I sit up straighter in the chair, which is hard to do because the very nature of these apparatuses is to have you lie back. “I’m from Chicago,” I say. “My husband is the son of Ed Havey.”


“That’s right. I knew that.” The voice pulls at something in me.


“You did?”


He doesn’t answer me. He continues to read the chart. I want to turn around and look at him, but that wouldn’t be proper. He’ll get to me and check my teeth soon enough.


And then he says, “So do they still call you Beth.”


Now something moves in me. My heart jumps, quivers. The way he asks it—it’s not really a question. And the word Beth in his mouth—it feels different, to hear it, a resonance or some other context that I’ve never heard before with the sound of my name.


I hurry to answer. “Yes. I love my given name, Elizabeth, like in the chart, but yes, everyone calls me Beth.” My other dentist must have it written down somewhere. Nickname, Beth.


“And I see you’re a nurse. I’m so happy to see that. I would have thought you would be influenced by your mother’s sisters—be a teacher or at least write.”


His voice is leading me. It demands that I answer even though these are not the questions that a replacement dentist would ask. Maybe I briefly decide he knew my people back in Chicago. Maybe I don’t. “I’m not practicing nursing right now. I actually am writing. And I was a teacher. That was my first job. But I taught English. Like they did. Like my oldest brother, John. He teaches at Georgetown. He’s a PhD. A published author.”


“That’s a wonderful thing. You both have done so well. And Bill?”

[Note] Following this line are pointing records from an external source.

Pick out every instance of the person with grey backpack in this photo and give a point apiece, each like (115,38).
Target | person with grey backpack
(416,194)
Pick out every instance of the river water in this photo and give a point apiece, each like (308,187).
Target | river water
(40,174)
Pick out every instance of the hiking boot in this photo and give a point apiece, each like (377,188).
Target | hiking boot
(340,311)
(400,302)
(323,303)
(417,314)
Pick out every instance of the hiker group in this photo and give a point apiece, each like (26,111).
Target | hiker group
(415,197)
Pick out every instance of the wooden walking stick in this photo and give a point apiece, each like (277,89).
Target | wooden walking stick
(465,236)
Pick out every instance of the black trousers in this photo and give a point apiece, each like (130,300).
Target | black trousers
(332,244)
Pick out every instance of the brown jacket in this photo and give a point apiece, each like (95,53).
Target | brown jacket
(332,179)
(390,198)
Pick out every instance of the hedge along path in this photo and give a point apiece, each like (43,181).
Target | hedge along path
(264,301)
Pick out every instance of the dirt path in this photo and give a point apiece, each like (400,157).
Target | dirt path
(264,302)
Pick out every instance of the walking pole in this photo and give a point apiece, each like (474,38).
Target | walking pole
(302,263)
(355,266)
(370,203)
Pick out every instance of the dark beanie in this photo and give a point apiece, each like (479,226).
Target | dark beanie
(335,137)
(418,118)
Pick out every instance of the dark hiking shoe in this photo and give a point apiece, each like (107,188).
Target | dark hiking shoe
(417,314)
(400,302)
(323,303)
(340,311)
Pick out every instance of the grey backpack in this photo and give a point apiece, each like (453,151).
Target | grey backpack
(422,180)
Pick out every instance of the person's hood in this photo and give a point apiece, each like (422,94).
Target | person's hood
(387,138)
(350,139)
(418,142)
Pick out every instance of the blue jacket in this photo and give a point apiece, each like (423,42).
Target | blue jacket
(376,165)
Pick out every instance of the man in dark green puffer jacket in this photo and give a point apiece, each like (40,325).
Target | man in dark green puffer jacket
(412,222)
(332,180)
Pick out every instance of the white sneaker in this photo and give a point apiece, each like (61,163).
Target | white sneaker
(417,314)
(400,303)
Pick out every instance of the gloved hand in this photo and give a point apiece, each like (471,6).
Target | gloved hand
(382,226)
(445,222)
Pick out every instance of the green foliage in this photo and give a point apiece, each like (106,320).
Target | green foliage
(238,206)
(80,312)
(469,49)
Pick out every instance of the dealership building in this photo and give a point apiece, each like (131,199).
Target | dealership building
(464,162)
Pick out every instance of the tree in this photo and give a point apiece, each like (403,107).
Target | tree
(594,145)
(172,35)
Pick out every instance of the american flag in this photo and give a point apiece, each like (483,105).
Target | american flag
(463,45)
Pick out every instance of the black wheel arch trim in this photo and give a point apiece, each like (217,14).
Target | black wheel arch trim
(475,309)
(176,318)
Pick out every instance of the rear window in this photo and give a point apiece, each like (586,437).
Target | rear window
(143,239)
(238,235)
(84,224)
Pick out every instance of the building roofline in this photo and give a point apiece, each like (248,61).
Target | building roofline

“You knew Bill, back in Chicago?” I’m thinking that maybe if he finally comes around and I can see his face I will know that he’s closer in age to Bill. Maybe he even went to school with Bill, my younger brother.


“I didn’t know Bill. Not as well. So he’s–”


“Oh, in the music business. Out in LA. He’s been there forever. Except for a job in New York for a number of years. We are very close.”


“And then there’s your amazing mother.” My mother is 92. Now how would he know her. Now I have to turn around. I struggle in this recumbent chair to twist my body and look at him. He has his back to me, sitting on a stool in front of the desk, still bent over the chart, one elbow resting, the right hand turning the pages. I turn back. The chart. He’s so into the chart.


“I know I’ve had way too many cavities,” I say abruptly, apologizing. “I had to have four of my molars capped. I’m sure it’s all there. I’m better about my teeth now. I am. But my father would not be very happy with me.” I always say this.


“Why not?”


“My father was a dentist. That’s why. I should have perfect teeth and I don’t.”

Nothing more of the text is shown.